Productivity lies in mornings, not lethargic late night intervals

October 23, 2023 — by Florence Hu
Graphic by Amelia Chang
Working in the light of the morning sun maximizes productivity.
Potential is waiting to be discovered behind the morning moods.

On a quiet, serene morning, cool air passes through my open window. It is 7 a.m.

 The few people walking outside keep quiet. No one chats on their phone, and cars have not even started to roam the streets yet. Pouring out across the paper, the math equations form in my head just as fast as I can jot them down. 

Ever since I’d started the habit of waking up early, my thoughts have seemed clearer and focused. 

Waking up to complete last-minute homework might sound like procrastination — but is it really better to fall asleep halfway through a  project at 3 a.m.? Or worse, falling into an hours-long rabbit hole on YouTube shorts? Instead of staying up late waiting for that one group member to contribute to the 2-week project (only for them to “forget”), waking up early has allowed me to make the final decisions without needing a valid reason to consult with them.

On top of being a great time to ditch communication problems, mornings are also my most productive time of the day. The first one to two hours of daylight provide a quiet space to work and much fewer distractions. 

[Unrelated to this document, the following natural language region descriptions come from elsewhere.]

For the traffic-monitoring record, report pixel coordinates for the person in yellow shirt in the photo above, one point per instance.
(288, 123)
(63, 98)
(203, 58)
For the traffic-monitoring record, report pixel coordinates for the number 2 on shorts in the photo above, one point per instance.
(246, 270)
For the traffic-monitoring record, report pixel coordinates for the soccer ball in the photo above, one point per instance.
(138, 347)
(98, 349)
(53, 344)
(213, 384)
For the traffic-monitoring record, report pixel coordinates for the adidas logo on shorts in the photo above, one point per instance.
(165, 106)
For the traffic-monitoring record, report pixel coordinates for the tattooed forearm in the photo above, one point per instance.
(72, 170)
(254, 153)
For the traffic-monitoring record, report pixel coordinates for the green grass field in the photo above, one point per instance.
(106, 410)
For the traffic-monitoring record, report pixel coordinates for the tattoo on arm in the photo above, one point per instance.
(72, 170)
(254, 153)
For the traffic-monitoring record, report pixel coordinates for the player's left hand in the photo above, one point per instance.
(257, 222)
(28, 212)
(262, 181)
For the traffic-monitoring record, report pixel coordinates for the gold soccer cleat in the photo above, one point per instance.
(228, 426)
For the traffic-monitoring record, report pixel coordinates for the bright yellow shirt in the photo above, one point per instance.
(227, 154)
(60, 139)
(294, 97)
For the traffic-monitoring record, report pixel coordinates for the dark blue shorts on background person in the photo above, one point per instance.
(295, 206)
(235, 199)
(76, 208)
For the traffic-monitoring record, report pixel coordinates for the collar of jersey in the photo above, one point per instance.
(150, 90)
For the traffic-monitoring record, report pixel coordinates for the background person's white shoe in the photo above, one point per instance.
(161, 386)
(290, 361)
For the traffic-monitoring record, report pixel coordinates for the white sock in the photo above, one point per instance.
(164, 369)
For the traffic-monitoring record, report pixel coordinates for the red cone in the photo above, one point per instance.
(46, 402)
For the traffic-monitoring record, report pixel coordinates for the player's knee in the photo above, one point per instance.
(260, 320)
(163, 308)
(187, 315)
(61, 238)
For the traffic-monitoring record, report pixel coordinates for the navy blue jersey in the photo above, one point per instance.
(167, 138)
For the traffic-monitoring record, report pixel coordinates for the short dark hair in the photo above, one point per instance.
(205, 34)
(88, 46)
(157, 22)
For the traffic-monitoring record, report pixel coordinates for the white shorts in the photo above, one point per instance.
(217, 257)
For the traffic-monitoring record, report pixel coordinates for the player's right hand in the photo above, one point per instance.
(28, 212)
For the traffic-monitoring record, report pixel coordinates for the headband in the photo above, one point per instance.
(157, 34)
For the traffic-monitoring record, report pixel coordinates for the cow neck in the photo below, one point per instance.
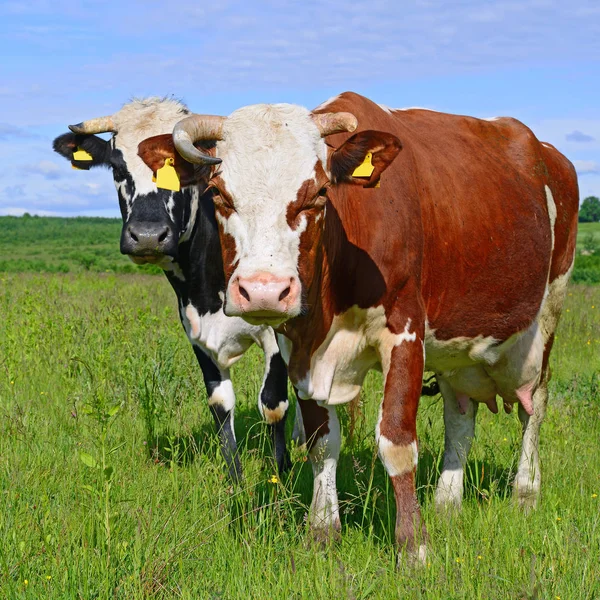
(201, 262)
(335, 286)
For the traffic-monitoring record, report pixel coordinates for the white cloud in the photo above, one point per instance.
(585, 167)
(579, 137)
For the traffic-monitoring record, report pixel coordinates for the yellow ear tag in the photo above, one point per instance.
(365, 169)
(81, 154)
(167, 178)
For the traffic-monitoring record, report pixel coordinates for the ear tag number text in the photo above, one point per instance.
(81, 154)
(365, 169)
(167, 178)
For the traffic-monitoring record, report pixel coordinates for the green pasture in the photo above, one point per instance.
(60, 245)
(112, 485)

The benefits of being an early bird are supported by science, too. Waking up with the sun’s morning light reins in the body’s levels of melatonin, a sleep-inducing hormone. Syncing with the sun’s schedule means natural light helps the body’s melatonin daily cycle stay on track, which makes the most out of my few productive hours of the day. This rhythm also helps in reducing sleep inertia, which is the desire to fall back asleep, especially immediately after waking up.

With optimized working conditions, I tend to squeeze the most out of these precious morning hours. Getting out of bed earlier isn’t usually easy, but on the other hand, 8 a.m. deadlines mean that I have to plan with a time constraint. These early morning deadlines are immediate incentives that push me to be even more productive. 

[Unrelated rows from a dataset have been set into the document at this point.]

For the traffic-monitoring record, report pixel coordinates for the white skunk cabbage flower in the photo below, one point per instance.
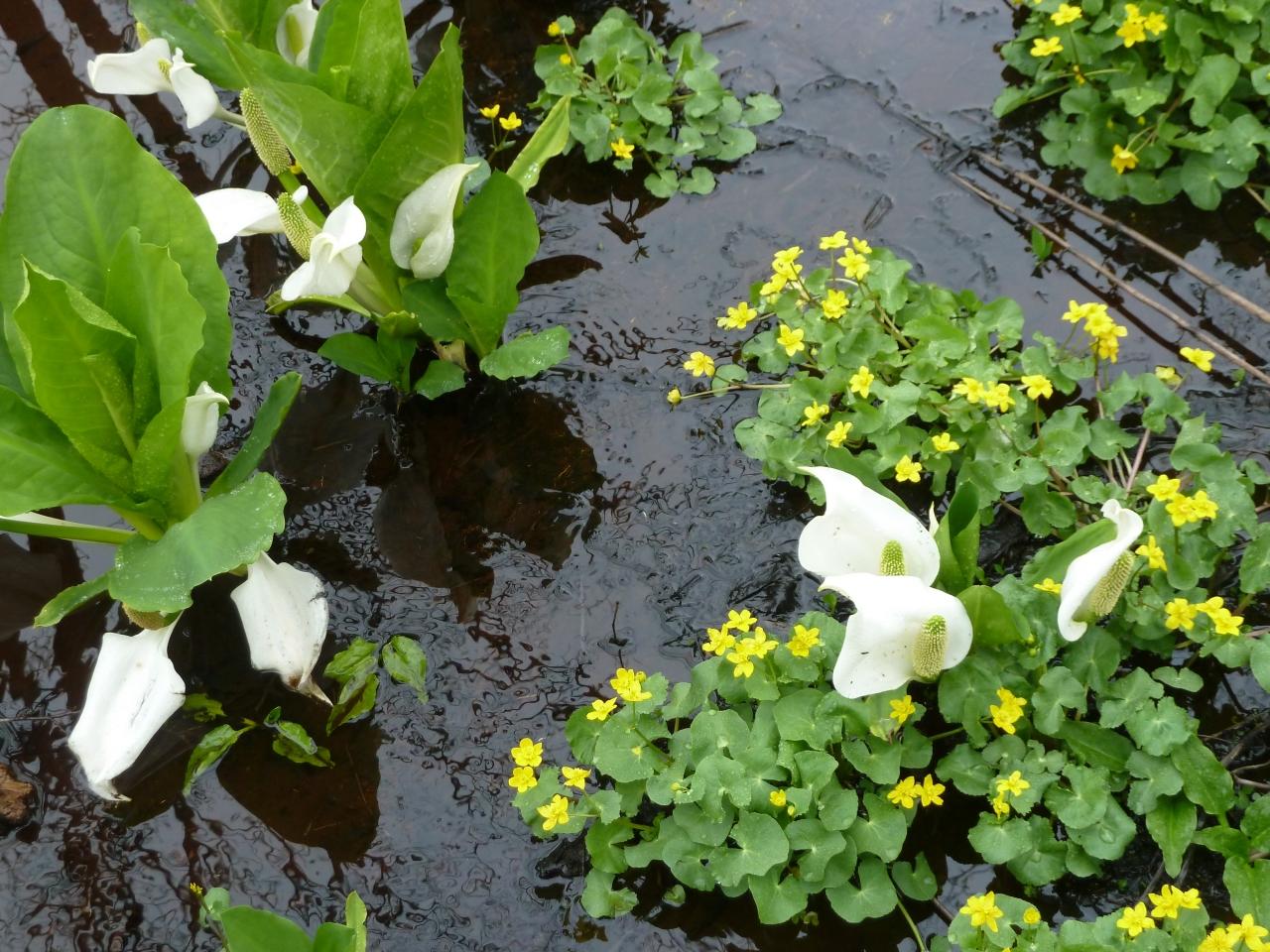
(157, 68)
(284, 612)
(1095, 580)
(132, 692)
(423, 230)
(901, 630)
(238, 212)
(334, 255)
(862, 531)
(295, 35)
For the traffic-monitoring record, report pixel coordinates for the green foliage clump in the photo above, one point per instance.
(631, 96)
(1153, 99)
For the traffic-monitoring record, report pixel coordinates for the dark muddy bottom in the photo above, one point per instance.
(538, 536)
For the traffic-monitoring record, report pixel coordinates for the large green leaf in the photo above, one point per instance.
(223, 534)
(80, 367)
(68, 204)
(495, 238)
(41, 467)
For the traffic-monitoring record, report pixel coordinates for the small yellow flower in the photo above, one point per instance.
(813, 414)
(554, 814)
(1038, 385)
(522, 778)
(1135, 920)
(599, 710)
(575, 775)
(861, 381)
(790, 339)
(907, 470)
(983, 911)
(698, 365)
(837, 435)
(527, 753)
(902, 710)
(1199, 357)
(1047, 48)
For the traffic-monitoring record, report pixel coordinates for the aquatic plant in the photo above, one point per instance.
(627, 104)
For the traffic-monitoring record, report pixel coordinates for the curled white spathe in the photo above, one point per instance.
(883, 634)
(1087, 570)
(856, 525)
(334, 255)
(157, 68)
(132, 692)
(423, 229)
(295, 33)
(284, 612)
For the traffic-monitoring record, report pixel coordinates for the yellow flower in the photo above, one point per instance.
(1123, 159)
(931, 792)
(698, 365)
(790, 339)
(1199, 357)
(813, 414)
(998, 398)
(522, 778)
(738, 316)
(599, 710)
(902, 710)
(905, 793)
(1153, 553)
(855, 264)
(1047, 48)
(970, 389)
(527, 753)
(837, 435)
(834, 304)
(1038, 385)
(861, 381)
(1135, 920)
(803, 640)
(554, 814)
(1065, 14)
(1180, 613)
(983, 911)
(1165, 488)
(907, 470)
(574, 777)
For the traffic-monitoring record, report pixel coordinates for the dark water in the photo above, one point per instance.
(536, 536)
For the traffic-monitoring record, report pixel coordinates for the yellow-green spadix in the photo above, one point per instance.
(862, 531)
(902, 629)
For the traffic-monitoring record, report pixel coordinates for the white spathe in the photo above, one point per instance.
(157, 68)
(1087, 570)
(883, 635)
(295, 33)
(334, 257)
(284, 612)
(856, 525)
(423, 229)
(238, 212)
(132, 692)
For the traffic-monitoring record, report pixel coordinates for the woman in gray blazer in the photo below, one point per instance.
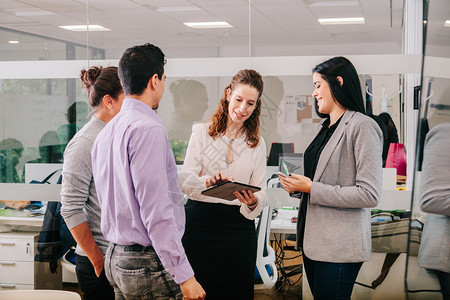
(343, 177)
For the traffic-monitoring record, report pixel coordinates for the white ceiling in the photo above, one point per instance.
(275, 24)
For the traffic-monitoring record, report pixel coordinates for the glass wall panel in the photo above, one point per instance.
(428, 273)
(38, 118)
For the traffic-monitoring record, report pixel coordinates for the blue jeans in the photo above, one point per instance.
(135, 272)
(331, 280)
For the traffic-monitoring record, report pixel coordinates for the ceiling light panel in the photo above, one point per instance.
(168, 9)
(217, 24)
(342, 21)
(333, 3)
(84, 28)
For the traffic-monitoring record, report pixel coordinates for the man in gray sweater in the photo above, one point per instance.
(80, 207)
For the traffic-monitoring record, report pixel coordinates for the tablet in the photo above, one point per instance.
(225, 190)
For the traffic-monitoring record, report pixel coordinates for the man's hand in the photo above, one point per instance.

Setting my goal of finishing the close read in 10 minutes means that I can be fully engaged. As a result, if I finish work in less time, I won’t have to wake up as early, allowing myself more sleep. The goal transforms from merely finishing an assignment to finishing it as efficiently as possible. Being able to cram in more sleep is easily a motivating factor that I’m sure I’m not alone in. 

This early start to the day has made me more aware of how much sleep I should strive to get. Since quitting the mindset of needlessly staying up late just for the sluggish, endless hours of nighttime blurriness, I’ve realized just how much more I can accomplish, immersed in mornings of clarity.